Hub Execution Model Thread (split from blog)

Ramon · 2013-12-04 01:24

Bill Henning wrote: »

Chip, Go back to sleep, and re-read this thread when you are clear headed.

Go to sleep, but do not came back to this forum anymore because is getting crazy ... (We are all guilty here ! ... me too ).

Cut your ethernet cable, broke your cell phone. Ask someone to change your email account password and forget it. No more interruptions to finish P2.

I recommend a book to all of you guys: "The Supermen: The Story of Seymour Cray and the Technical Wizards Behind the Supercomputer", by Charles J. Murray. In the 70s, Cray and their team went to a small town with limited phone calls and limited transportation to made their next project.

BTW, The last project of Seymour Cray was to make GaAs processor just to reduce latency. I hope enough sucess to P2 to make P3 the first GaAs microcontroller (No 64 bits, no segments, no MMU, no Linux or any other legacy problem. Just a few GHz of pure raw performance !).

Heater. · 2013-12-04 01:37

Yes but if that GaAs Propeller used a Four Dimensional Mobius Quantum Entangled Hypertransport Bus between the 32GByte HUB RAM and the 1024 COGs then they could all execute LMM code at 9Ghz instead of just 8.

We have to tell Chip about this!

Ramon · 2013-12-04 01:51

Yes Heater, you got the point ! (Crazy, ... Crazy )

cgracey · 2013-12-04 02:14

Ramon wrote: »

Go to sleep, but do not came back to this forum anymore because is getting crazy ... (We are all guilty here ! ... me too ).

Cut your ethernet cable, broke your cell phone. Ask someone to change your email account password and forget it. No more interruptions to finish P2.

I recommend a book to all of you guys: "The Supermen: The Story of Seymour Cray and the Technical Wizards Behind the Supercomputer", by Charles J. Murray. In the 70s, Cray and their team went to a small town with limited phone calls and limited transportation to made their next project.

BTW, The last project of Seymour Cray was to make GaAs processor just to reduce latency. I hope enough sucess to P2 to make P3 the first GaAs microcontroller (No 64 bits, no segments, no MMU, no Linux or any other legacy problem. Just a few GHz of pure raw performance !).

It's a funny thing that bulk CMOS processes, due to relentless shrinkage, have practically eclipsed every exotic alternative process chemistry that's ever been developed. Even if the others are faster, they don't have the density, which translates to speed in another way. At least, this is my observation. If there were faster processes, Altera would be using them, but Intel, Altera, and everyone else is using CMOS for logic.

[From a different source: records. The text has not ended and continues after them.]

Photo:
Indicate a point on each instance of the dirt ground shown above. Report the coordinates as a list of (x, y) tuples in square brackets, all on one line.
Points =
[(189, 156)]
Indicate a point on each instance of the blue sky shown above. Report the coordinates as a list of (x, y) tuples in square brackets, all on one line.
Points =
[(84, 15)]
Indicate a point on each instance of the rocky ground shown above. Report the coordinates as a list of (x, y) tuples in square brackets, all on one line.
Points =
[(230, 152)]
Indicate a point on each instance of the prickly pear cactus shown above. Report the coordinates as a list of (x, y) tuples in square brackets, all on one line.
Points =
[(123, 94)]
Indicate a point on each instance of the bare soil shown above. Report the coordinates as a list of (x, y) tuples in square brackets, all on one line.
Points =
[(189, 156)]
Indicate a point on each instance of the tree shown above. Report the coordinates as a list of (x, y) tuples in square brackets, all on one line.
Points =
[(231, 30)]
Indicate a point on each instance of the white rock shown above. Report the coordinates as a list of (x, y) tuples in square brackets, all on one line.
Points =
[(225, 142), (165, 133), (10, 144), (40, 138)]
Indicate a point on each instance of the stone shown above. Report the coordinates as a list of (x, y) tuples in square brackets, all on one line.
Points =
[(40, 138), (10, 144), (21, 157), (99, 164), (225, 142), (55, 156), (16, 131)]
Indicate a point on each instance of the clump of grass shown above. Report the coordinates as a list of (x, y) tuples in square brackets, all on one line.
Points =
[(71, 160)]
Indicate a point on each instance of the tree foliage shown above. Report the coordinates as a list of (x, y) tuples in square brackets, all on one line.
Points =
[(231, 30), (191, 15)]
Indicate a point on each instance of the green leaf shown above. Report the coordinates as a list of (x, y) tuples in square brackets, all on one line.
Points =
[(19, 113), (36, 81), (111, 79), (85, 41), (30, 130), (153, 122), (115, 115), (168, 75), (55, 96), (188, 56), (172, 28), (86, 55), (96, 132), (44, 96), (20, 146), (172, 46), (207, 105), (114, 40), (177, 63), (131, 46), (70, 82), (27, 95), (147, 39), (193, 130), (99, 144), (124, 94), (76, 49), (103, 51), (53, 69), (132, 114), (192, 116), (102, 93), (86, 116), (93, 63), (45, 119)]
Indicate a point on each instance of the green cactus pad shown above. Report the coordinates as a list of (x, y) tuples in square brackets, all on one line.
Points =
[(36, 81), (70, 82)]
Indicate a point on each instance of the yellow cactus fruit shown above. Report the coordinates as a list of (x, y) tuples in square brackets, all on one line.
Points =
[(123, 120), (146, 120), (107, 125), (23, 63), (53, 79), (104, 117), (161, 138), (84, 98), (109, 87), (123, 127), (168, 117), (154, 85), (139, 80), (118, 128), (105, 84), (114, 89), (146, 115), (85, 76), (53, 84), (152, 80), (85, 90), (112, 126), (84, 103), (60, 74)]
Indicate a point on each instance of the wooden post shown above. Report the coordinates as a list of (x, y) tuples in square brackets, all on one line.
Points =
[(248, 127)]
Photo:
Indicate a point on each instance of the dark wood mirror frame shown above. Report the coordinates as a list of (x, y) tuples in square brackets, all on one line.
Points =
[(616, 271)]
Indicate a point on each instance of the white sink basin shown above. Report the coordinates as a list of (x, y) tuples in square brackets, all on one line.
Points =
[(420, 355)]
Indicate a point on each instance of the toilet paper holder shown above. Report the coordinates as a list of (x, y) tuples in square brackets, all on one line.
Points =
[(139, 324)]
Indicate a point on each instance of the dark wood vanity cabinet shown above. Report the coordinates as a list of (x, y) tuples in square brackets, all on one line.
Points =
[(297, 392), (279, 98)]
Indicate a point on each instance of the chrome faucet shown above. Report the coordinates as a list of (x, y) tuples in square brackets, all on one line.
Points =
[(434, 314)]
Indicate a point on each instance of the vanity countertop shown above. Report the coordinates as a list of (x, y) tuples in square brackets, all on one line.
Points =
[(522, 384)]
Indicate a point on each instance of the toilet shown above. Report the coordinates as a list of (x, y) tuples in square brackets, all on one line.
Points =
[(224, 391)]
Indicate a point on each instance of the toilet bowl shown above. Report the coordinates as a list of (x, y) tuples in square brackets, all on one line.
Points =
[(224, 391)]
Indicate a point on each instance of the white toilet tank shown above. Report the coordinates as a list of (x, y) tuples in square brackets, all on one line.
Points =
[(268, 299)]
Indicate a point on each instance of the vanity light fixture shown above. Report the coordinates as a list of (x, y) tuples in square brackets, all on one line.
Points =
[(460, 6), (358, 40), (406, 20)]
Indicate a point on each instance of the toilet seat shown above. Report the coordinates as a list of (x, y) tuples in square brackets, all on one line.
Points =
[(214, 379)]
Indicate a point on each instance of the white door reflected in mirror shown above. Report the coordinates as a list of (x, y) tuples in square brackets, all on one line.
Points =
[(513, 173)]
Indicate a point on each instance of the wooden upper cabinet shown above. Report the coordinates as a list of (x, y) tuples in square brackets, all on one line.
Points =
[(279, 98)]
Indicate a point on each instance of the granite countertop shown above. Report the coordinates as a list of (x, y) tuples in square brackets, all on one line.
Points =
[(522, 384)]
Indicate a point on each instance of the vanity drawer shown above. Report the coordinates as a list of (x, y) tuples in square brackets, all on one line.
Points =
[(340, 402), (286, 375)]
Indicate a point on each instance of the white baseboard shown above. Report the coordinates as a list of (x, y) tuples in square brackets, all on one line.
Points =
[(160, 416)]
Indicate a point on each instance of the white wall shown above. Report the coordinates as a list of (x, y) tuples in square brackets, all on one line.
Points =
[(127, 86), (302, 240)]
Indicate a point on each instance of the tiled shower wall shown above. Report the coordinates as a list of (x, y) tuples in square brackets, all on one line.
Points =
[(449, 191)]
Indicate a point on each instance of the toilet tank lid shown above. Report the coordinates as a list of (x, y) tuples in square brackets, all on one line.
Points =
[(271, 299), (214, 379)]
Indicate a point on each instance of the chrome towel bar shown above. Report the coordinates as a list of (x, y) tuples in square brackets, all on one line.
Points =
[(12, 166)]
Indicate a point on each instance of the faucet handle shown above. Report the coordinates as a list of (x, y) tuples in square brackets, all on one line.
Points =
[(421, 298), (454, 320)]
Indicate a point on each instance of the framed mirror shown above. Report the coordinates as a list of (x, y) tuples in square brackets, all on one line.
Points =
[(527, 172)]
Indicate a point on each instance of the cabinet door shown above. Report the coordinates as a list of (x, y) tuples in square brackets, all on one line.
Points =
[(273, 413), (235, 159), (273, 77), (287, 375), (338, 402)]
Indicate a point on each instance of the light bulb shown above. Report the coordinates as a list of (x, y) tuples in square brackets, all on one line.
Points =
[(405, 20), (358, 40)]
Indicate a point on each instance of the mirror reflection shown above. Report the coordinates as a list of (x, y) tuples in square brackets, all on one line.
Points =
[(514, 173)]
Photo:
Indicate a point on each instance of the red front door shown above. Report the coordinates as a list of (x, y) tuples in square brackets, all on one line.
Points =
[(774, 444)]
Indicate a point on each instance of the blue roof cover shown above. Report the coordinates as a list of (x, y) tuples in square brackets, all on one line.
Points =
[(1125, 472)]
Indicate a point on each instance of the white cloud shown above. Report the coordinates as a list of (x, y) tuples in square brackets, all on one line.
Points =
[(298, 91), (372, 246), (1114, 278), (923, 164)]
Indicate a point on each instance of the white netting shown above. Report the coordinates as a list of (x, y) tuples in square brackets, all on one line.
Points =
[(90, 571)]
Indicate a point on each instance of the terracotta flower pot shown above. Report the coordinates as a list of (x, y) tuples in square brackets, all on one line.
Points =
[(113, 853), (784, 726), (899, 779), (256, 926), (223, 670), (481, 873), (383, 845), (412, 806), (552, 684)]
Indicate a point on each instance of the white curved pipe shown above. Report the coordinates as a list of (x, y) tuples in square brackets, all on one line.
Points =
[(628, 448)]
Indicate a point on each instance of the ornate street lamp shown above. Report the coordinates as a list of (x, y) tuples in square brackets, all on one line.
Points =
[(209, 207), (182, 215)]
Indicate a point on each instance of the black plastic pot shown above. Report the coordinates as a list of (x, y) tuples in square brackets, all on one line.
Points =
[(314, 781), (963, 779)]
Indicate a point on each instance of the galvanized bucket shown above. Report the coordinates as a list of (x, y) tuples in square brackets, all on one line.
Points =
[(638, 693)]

Many of you heard this, but when we were last synthesizing our Prop2 core, I asked the synthesis guy to run it in a 40nm process, just to see how fast it would go. It closed timing, no problem, at 1GHz, and the cell area was only 0.89 square mm. I think this current Prop2, with all we've added, would probably close timing in 28nm at nearly 2GHz. It's just a matter of a few $100k to prove it, and then about $3M to get it into production (the really expensive part).

ozpropdev · 2013-12-04 02:27

cgracey wrote: »

It's a funny thing that bulk CMOS processes, due to relentless shrinkage, have practically eclipsed every exotic alternative process chemistry that's ever been developed. Even if the others are faster, they don't have the density, which translates to speed in another way. At least, this is my observation. If there were faster processes, Altera would be using them, but Intel, Altera, and everyone else is using CMOS for logic.

Many of you heard this, but when we were last synthesizing our Prop2 core, I asked the synthesis guy to run it in a 40nm process, just to see how fast it would go. It closed timing, no problem, at 1GHz, and the cell area was only 0.89 square mm. I think this current Prop2, with all we've added, would probably close timing in 28nm at nearly 2GHz. It's just a matter of a few $100k to prove it, and then about $3M to get it into production (the really expensive part).

I remember reading somewhere that the Altera Stratix 10 uses Intels 14nm technology.
I hate to think how much that FPGA demo board is!
IIRC the same article said something about Intel building a new 7nm fab facility!

cgracey · 2013-12-04 02:40

ozpropdev wrote: »

I remember reading somewhere that the Altera Stratix 10 uses Intels 14nm technology.
I hate to think how much that FPGA demo board is!
IIRC the same article said something about Intel building a new 7nm fab facility!

I thought you were mistaken, at first, because I thought Stratix V was their fastest. They took a real leap in naming here. These are supposed to run designs at GHz speeds. I bet Prop2 would run at around 700MHz on this FPGA. They make it sound VERY intriguing:

ozpropdev · 2013-12-04 03:32

cgracey wrote: »

I thought you were mistaken, at first, because I thought Stratix V was their fastest. They took a real leap in naming here. These are supposed to run designs at GHz speeds. I bet Prop2 would run at around 700MHz on this FPGA. They make it sound VERY intriguing:

I wonder if we can get a box of SAMPLE dev boards out of them for evaluation purposes. LOL

ersmith · 2013-12-04 05:07

Bill Henning wrote: »

With respect, I disagree.

I agree that it is not an hours work, but it would take far less time than CMM took for example.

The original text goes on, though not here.